もの知らず日記

積み重なる駄文、天にブーメラン

ものの最期

 祖母が30年以上使ってきたガラスのミルクパンが壊れてしまった。祖母の家の台所で、なにかが足りない気がして気がついた。それで聞いてみると、落として割ってしまったのだという。ケガをしなくてよかった、と思った。

 このミルクパンは私よりもはるかに年上でちょっとした敬意のような気持ちを感じないでもなかった。新品は透き通ったべっこう色なのだが、長年の汚れでガラス自体が濁りきっていた。でも強度には何の問題も無かった。祖母はこれで煮物などをよく作っていたが、それを見ることも無くなったわけだ。

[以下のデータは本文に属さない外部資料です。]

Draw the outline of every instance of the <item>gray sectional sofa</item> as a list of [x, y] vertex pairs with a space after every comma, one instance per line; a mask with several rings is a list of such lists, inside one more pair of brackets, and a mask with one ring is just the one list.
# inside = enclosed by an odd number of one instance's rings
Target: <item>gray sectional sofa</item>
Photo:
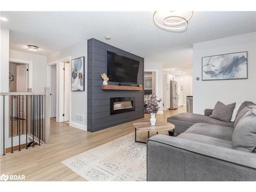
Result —
[[256, 109], [248, 107], [251, 104], [243, 103], [234, 122], [210, 117], [211, 109], [205, 115], [168, 118], [180, 134], [147, 140], [147, 181], [256, 181]]

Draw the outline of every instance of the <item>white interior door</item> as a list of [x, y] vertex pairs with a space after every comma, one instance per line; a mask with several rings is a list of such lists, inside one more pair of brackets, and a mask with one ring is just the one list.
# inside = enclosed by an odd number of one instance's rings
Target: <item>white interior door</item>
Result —
[[56, 117], [56, 66], [51, 66], [51, 117]]
[[[17, 66], [16, 89], [17, 92], [27, 92], [28, 91], [27, 65]], [[26, 96], [20, 96], [17, 98], [17, 118], [26, 119]]]
[[64, 63], [64, 121], [69, 121], [70, 103], [70, 65], [69, 62]]

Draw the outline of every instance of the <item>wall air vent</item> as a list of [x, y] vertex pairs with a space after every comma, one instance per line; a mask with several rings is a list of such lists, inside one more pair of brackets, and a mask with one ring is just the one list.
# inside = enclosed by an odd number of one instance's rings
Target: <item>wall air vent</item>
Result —
[[75, 121], [79, 123], [83, 123], [83, 115], [76, 114]]

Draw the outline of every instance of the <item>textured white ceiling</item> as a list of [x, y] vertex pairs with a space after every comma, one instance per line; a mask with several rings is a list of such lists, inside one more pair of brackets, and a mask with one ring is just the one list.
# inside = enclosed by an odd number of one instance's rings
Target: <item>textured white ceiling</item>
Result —
[[48, 55], [94, 37], [162, 62], [165, 69], [188, 71], [194, 43], [255, 31], [255, 13], [196, 12], [182, 33], [156, 27], [152, 12], [1, 12], [8, 21], [1, 24], [10, 30], [11, 49], [31, 53], [26, 45], [31, 44], [40, 48], [33, 53]]

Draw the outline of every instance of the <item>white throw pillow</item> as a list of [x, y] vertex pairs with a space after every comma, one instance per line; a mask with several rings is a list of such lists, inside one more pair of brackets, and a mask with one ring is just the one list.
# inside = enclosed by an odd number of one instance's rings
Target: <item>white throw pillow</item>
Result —
[[242, 103], [237, 103], [236, 104], [236, 106], [234, 108], [234, 111], [233, 111], [233, 113], [232, 114], [232, 117], [231, 118], [230, 121], [234, 122], [236, 120], [236, 118], [237, 117], [237, 115], [238, 115], [238, 110], [240, 107]]

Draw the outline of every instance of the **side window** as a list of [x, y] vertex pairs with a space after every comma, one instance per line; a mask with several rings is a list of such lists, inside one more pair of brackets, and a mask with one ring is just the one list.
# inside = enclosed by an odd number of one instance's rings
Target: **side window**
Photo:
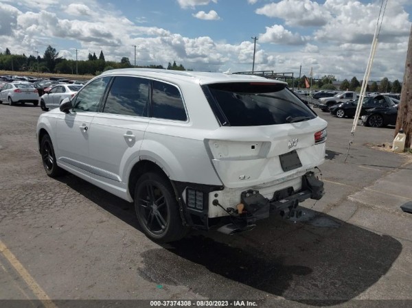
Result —
[[76, 97], [73, 102], [74, 111], [96, 112], [99, 110], [99, 104], [104, 93], [106, 86], [110, 80], [109, 77], [96, 79], [84, 86]]
[[150, 81], [144, 78], [118, 76], [110, 88], [105, 113], [148, 116]]
[[152, 117], [186, 121], [186, 111], [179, 89], [172, 84], [153, 82]]
[[54, 88], [53, 88], [52, 90], [50, 90], [50, 91], [49, 91], [49, 94], [56, 93], [57, 93], [57, 88], [58, 88], [58, 86], [55, 86]]

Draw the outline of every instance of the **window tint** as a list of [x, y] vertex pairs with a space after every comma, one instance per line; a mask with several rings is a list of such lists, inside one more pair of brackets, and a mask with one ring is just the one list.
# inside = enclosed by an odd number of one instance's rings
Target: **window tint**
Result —
[[186, 111], [179, 89], [172, 84], [153, 82], [152, 117], [186, 121]]
[[[284, 124], [314, 119], [316, 115], [283, 84], [236, 82], [208, 86], [209, 97], [216, 117], [222, 126], [259, 126]], [[207, 96], [208, 97], [209, 95]], [[216, 108], [214, 102], [218, 105]]]
[[108, 92], [103, 112], [147, 117], [149, 82], [147, 79], [135, 77], [116, 77]]
[[73, 102], [73, 110], [98, 111], [99, 104], [109, 80], [109, 77], [96, 79], [83, 88], [76, 97], [76, 102]]

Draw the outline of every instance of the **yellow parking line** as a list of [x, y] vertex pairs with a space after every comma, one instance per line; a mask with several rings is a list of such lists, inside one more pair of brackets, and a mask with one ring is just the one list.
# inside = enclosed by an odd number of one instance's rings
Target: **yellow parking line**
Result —
[[27, 270], [24, 268], [24, 266], [23, 266], [14, 254], [12, 254], [1, 240], [0, 240], [0, 253], [3, 254], [12, 266], [14, 268], [14, 270], [17, 271], [36, 297], [42, 302], [45, 308], [57, 308], [57, 306], [54, 305], [50, 298], [46, 294], [46, 292], [45, 292], [41, 287], [38, 285]]

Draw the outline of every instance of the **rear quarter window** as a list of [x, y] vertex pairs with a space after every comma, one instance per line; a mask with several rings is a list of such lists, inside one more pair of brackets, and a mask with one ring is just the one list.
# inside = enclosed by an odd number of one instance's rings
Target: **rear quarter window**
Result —
[[203, 91], [214, 112], [221, 113], [216, 117], [222, 126], [284, 124], [317, 117], [284, 84], [214, 84], [204, 86]]

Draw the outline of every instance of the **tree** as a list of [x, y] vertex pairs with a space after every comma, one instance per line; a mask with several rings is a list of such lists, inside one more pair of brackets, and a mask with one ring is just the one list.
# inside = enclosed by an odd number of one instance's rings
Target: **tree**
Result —
[[371, 84], [371, 92], [378, 92], [378, 84], [376, 81]]
[[100, 50], [100, 56], [99, 56], [99, 60], [102, 60], [104, 61], [104, 55], [103, 54], [103, 51]]
[[360, 83], [358, 81], [358, 79], [354, 76], [349, 84], [349, 90], [351, 91], [354, 91], [358, 86], [360, 86]]
[[402, 86], [399, 80], [396, 80], [392, 83], [392, 92], [394, 93], [400, 93]]
[[380, 80], [380, 84], [379, 85], [379, 92], [381, 93], [387, 93], [391, 92], [391, 83], [386, 77]]
[[407, 53], [405, 73], [400, 93], [400, 103], [398, 108], [398, 118], [396, 119], [396, 137], [399, 130], [402, 128], [407, 135], [405, 147], [411, 147], [412, 139], [412, 26], [409, 34], [409, 43]]
[[54, 67], [56, 66], [56, 61], [58, 59], [58, 52], [56, 52], [56, 48], [53, 48], [50, 45], [47, 46], [43, 58], [46, 62], [46, 67], [49, 69], [49, 71], [52, 72], [54, 71]]
[[349, 88], [349, 86], [350, 86], [349, 81], [347, 80], [347, 79], [345, 79], [341, 84], [341, 86], [339, 86], [339, 90], [345, 91]]

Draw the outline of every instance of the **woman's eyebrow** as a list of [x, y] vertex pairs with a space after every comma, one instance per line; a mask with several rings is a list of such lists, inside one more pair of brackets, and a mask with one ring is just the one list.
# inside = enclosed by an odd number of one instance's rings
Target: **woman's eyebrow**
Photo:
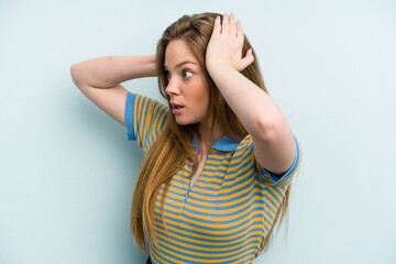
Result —
[[[185, 64], [198, 65], [197, 63], [191, 62], [191, 61], [184, 61], [184, 62], [182, 62], [182, 63], [179, 63], [179, 64], [176, 64], [175, 68], [179, 68], [179, 67], [182, 67], [182, 66], [185, 65]], [[166, 67], [166, 64], [164, 64], [164, 67], [167, 68], [167, 67]]]

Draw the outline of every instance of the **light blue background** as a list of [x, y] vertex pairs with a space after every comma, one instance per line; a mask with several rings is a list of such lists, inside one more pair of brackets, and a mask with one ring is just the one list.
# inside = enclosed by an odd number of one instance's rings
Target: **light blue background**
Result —
[[[168, 24], [204, 11], [241, 19], [302, 145], [287, 232], [255, 263], [396, 263], [391, 0], [0, 1], [0, 263], [145, 261], [129, 232], [142, 154], [69, 67], [153, 54]], [[160, 98], [153, 78], [124, 85]]]

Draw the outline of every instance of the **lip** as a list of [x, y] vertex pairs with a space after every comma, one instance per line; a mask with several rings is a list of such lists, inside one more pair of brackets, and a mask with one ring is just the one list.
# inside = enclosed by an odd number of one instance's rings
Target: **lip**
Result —
[[[184, 109], [184, 106], [179, 105], [179, 103], [176, 103], [174, 101], [170, 101], [170, 106], [173, 107], [172, 108], [172, 112], [173, 113], [180, 113]], [[179, 108], [176, 108], [176, 107], [179, 107]]]

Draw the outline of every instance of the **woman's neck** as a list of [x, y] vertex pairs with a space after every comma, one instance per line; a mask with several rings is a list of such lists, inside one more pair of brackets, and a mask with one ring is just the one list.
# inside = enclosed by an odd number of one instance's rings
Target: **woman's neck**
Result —
[[200, 123], [198, 128], [198, 139], [197, 144], [200, 146], [199, 148], [209, 150], [211, 145], [215, 144], [221, 136], [223, 136], [223, 133], [218, 125], [218, 123], [213, 124], [213, 128], [211, 125], [207, 125], [205, 123]]

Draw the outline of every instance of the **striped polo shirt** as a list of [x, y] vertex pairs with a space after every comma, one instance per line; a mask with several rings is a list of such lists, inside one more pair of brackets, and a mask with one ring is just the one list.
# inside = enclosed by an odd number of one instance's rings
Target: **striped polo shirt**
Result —
[[[164, 103], [129, 92], [128, 140], [136, 141], [146, 154], [165, 128], [168, 114]], [[154, 213], [158, 243], [150, 245], [152, 262], [252, 263], [296, 172], [299, 147], [295, 142], [295, 160], [283, 176], [260, 166], [250, 135], [241, 142], [227, 136], [217, 141], [193, 188], [193, 161], [186, 160], [165, 196], [164, 219], [161, 201], [165, 184], [157, 195]], [[191, 144], [197, 150], [196, 143]]]

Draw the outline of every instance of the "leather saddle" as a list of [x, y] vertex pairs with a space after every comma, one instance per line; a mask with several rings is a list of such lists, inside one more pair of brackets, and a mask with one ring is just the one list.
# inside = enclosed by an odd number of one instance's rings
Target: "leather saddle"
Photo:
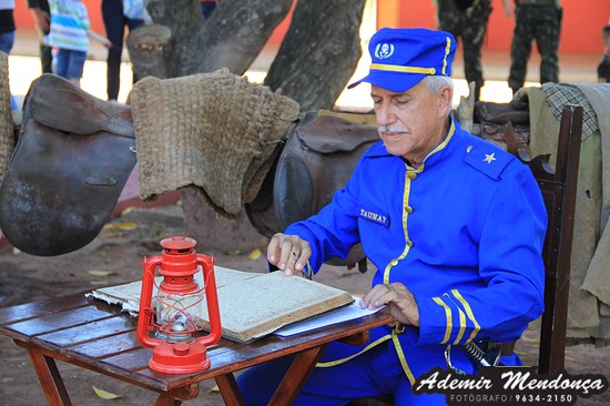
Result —
[[[359, 158], [379, 140], [372, 114], [302, 114], [267, 173], [256, 199], [245, 212], [258, 233], [271, 237], [289, 224], [307, 219], [331, 203], [345, 186]], [[331, 265], [366, 264], [359, 244], [347, 258]]]
[[135, 165], [131, 106], [54, 74], [34, 80], [0, 186], [0, 227], [32, 255], [65, 254], [106, 223]]

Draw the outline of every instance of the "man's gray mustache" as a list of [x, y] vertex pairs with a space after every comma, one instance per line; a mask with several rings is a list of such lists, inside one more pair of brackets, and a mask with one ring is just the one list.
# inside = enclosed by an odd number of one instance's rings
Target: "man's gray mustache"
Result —
[[407, 132], [407, 129], [400, 124], [379, 125], [377, 126], [379, 132]]

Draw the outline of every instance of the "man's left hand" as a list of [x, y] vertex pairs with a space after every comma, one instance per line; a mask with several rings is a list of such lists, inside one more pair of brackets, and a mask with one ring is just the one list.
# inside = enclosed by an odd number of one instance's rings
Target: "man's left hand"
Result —
[[419, 326], [419, 308], [413, 293], [401, 283], [375, 285], [362, 300], [360, 307], [375, 309], [387, 306], [387, 311], [397, 322]]

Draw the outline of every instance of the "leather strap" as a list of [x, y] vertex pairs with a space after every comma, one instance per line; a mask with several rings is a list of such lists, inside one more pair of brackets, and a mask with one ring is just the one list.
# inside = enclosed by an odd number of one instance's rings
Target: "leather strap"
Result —
[[515, 344], [517, 344], [517, 342], [500, 344], [500, 352], [502, 355], [512, 354], [515, 352]]

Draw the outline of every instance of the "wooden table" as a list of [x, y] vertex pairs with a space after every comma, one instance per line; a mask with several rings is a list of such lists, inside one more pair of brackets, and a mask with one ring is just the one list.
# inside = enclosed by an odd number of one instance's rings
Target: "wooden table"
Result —
[[227, 405], [243, 405], [233, 372], [297, 354], [272, 405], [289, 405], [326, 345], [336, 339], [364, 344], [368, 331], [392, 322], [370, 316], [291, 337], [267, 336], [251, 344], [226, 339], [209, 348], [210, 369], [184, 375], [151, 371], [152, 351], [135, 338], [136, 318], [119, 306], [84, 297], [84, 293], [0, 308], [0, 333], [28, 351], [49, 405], [71, 405], [55, 359], [160, 393], [155, 405], [180, 405], [199, 395], [199, 383], [214, 378]]

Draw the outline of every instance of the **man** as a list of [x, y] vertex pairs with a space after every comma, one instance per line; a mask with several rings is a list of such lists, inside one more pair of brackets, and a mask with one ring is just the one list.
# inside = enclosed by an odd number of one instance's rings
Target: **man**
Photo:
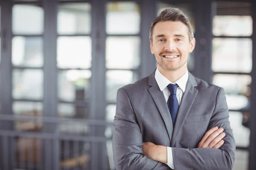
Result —
[[188, 72], [195, 40], [187, 18], [164, 10], [150, 41], [157, 68], [117, 92], [116, 170], [231, 170], [236, 144], [224, 90]]

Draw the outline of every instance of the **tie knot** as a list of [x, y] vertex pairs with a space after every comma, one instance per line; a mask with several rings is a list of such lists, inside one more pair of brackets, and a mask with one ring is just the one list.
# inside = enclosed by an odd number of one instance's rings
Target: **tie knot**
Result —
[[177, 84], [173, 84], [171, 83], [169, 84], [168, 85], [167, 85], [167, 88], [168, 88], [168, 89], [169, 89], [169, 91], [170, 91], [171, 94], [176, 94], [176, 91], [178, 87], [178, 86]]

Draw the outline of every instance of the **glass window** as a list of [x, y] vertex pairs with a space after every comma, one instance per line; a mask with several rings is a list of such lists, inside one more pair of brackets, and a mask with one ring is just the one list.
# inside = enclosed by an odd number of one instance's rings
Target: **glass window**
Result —
[[12, 31], [15, 34], [41, 34], [44, 32], [44, 10], [31, 5], [15, 5]]
[[58, 14], [59, 34], [89, 34], [91, 30], [91, 6], [89, 3], [60, 5]]
[[108, 105], [106, 107], [106, 121], [113, 122], [116, 114], [116, 105]]
[[[13, 102], [12, 110], [14, 114], [27, 116], [42, 116], [43, 104], [40, 102]], [[40, 131], [42, 129], [41, 122], [16, 121], [15, 129], [19, 131]]]
[[91, 51], [90, 37], [59, 37], [57, 40], [58, 67], [60, 68], [90, 68]]
[[247, 150], [236, 150], [234, 170], [248, 170], [249, 152]]
[[73, 102], [90, 98], [90, 70], [69, 70], [59, 71], [58, 96], [62, 100]]
[[213, 84], [224, 88], [230, 110], [250, 108], [251, 82], [249, 75], [216, 74], [213, 79]]
[[226, 93], [250, 94], [250, 85], [252, 79], [249, 75], [216, 74], [213, 84], [224, 88]]
[[137, 68], [140, 64], [140, 39], [109, 37], [106, 42], [107, 68]]
[[133, 34], [140, 32], [140, 11], [132, 2], [115, 2], [107, 5], [106, 31], [109, 34]]
[[90, 142], [61, 140], [60, 147], [61, 169], [89, 169], [91, 159]]
[[41, 102], [14, 101], [12, 110], [18, 115], [41, 116], [43, 104]]
[[86, 135], [90, 132], [89, 125], [75, 121], [61, 123], [59, 128], [61, 133]]
[[88, 119], [90, 106], [82, 107], [69, 103], [60, 103], [58, 106], [59, 117]]
[[178, 8], [182, 11], [185, 15], [188, 18], [189, 23], [190, 23], [190, 24], [191, 24], [193, 32], [195, 33], [195, 15], [193, 12], [194, 9], [192, 4], [189, 3], [174, 3], [170, 4], [160, 3], [159, 3], [158, 6], [157, 15], [159, 15], [161, 12], [169, 7]]
[[215, 38], [212, 40], [212, 67], [215, 72], [250, 73], [252, 42], [249, 38]]
[[130, 71], [108, 71], [106, 76], [107, 99], [110, 102], [116, 102], [118, 89], [138, 79], [137, 74]]
[[14, 99], [41, 99], [43, 73], [39, 69], [14, 69], [12, 97]]
[[253, 19], [250, 16], [215, 16], [212, 33], [215, 36], [250, 36]]
[[229, 120], [233, 130], [236, 146], [248, 147], [250, 143], [250, 129], [242, 124], [244, 113], [230, 111]]
[[35, 2], [39, 0], [13, 0], [15, 2]]
[[14, 37], [12, 39], [12, 64], [15, 65], [42, 67], [42, 37]]

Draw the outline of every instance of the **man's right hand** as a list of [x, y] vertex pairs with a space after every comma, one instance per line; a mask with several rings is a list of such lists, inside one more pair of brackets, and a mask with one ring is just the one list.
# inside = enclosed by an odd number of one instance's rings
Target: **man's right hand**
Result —
[[209, 130], [202, 139], [198, 146], [198, 148], [208, 147], [218, 149], [224, 143], [222, 139], [226, 134], [222, 128], [215, 127]]

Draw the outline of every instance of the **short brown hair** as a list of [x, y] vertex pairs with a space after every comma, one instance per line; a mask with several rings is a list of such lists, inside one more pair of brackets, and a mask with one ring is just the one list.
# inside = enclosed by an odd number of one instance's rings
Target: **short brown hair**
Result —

 また、我が家の20年以上使ってきた電子レンジも壊れてしまった。今のハイテクな電子レンジとは違って、時間を調節するつまみと、「あたため」「生もの解凍」ボタンしかなかった。20年以上のあいだ、さまざまな事故はあったが無事だった。1分で済むあんまんを蒸し時間と間違えて15分かけて部屋中煙まみれにしてからも10年以上は無事だった。そしてある日突然、冷凍食品を温めていたら、ふっと電源が落ちた。まだ時間ではないのに、どうしたのだろうと思った。つまみをひねってみたが、応答がない。どうやら壊れてしまったようだ。このような最期だった。

 ものはどんなに大切に使っていても、いつかは使えなくなってしまう。だが、人がものを使っているときにはものの最期のことなど考えもしない。そして、その最期というのは、極めてあっけないものだ。